Pasaba yo un dia de aquellos por allí, en el coche de D. Julio Gavito, padre, que era un Seat 1.400 de los primeros que salieron. Julio Gavito, padre, era un hombre muy culto (también lo es el hijo, pero de otra manera), que según él mismo decía “de Oviedo a Llanes conozco todos los montes, ríos, caminos, y hasta los praos”, lo que se acercaba mucho a la realidad.
Tenía siempre la amabilidad de recogerme en la carretera cuando me veía haciendo auto-stop , y además me invitaba a un café con madalenas en casa Manín, en Ribadesella, cuando la carretera pasaba casi por el centro de la villa. Algunas veces concertábamos el viaje por teléfono. Ambos pasábamos el verano en Llanes, pero trabajando -a días- en Oviedo. De ahí nuestros ocasionales viajes en común, y nuestra relativa amistad a pesar de la diferencia de edad.
Pues bien, el primer día que vimos el cartel, me dijo Don Julio:
- Se han equivocado. No es Guadamía, sino Aguamía. Siempre se ha dicho Aguamía. Como hay tantos ríos en España que empiezan por Guada, de ahí debe venir el error...
Durante muchos años me he estado fijando en el nombre que se le da a este riachuelo. En la mayoría de mapas y planos, especialmente en los modernos, puede verse Guadamía, lo que, sobre ser un cierto error, puede inducir a más error, pues el prefijo “guada”, que significa río en árabe , podría hacer pensar en una influencia árabe en estos territorios, que obviamente no existió.
En algunas obras moderna y bien documentadas (como la Gran Enciclopedia Asturiana o Asturias Concejo a Concejo) se citan los dos nombres, y se refieren al pequeño río con ambos términos: Guadamía o Aguamía, que hacen así sinónimos. En cambio, en los libros antiguos que he podido consultar sólo he encontrado el que creo más auténtico, el de Aguamía.
El diccionario geográfico-estadístico-histórico de Madoz (1845-50) es aquí incuestionable : dedica ocho líneas exactísimas al topónimo Aguamía y no cita el de Guadamía.

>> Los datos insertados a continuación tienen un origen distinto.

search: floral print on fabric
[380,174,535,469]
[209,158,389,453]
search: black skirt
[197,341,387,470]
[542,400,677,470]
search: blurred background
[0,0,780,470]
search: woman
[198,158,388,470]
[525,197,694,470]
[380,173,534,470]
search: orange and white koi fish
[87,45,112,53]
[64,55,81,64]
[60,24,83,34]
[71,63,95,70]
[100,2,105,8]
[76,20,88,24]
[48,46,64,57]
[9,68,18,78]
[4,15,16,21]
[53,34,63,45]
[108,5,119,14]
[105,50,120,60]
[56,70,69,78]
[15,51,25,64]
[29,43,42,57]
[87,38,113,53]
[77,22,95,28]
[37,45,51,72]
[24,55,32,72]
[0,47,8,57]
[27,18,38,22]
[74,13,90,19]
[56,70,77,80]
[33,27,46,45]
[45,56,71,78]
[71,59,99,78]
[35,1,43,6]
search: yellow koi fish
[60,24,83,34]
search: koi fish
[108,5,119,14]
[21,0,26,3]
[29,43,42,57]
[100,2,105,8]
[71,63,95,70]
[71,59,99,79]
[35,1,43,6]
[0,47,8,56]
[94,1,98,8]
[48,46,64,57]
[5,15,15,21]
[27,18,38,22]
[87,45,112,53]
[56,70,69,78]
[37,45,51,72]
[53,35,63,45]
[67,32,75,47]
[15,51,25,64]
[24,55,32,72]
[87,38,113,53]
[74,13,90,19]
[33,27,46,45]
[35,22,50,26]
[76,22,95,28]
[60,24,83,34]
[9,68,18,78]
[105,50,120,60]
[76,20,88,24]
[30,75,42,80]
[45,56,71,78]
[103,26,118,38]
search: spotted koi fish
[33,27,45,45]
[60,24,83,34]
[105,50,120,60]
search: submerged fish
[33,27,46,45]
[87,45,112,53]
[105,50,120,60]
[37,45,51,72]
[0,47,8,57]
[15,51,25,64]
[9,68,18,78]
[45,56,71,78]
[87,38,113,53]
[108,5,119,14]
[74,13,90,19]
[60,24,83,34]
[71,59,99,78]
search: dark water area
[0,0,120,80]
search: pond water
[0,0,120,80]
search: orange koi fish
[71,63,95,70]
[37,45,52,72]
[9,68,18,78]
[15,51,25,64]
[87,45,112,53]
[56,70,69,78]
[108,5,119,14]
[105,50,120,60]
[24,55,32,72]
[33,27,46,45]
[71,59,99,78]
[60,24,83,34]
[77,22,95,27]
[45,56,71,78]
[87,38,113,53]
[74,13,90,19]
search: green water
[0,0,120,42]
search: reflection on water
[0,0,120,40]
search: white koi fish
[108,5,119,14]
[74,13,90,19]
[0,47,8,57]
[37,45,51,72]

A mí me parece que alguna eminencia gris de Obras Públicas de aquella época, seguramente desde Madrid, diría ¿Aguamía?...será Guadamía, como en otros sitios. Y reconfortado con el recuerdo del Guadiana, Guadalquivir, Guadalhorce, Guadalaviar, Guadalete y tantos otros, se quedó tranquilo. Pero no hay ríos cuyo nombre comience por Guada en el norte de España. Se comprende la metátesis, y la lengua está llena de casos similares, pero también se puede comprender un pequeño afán por poner las cosas en su sitio.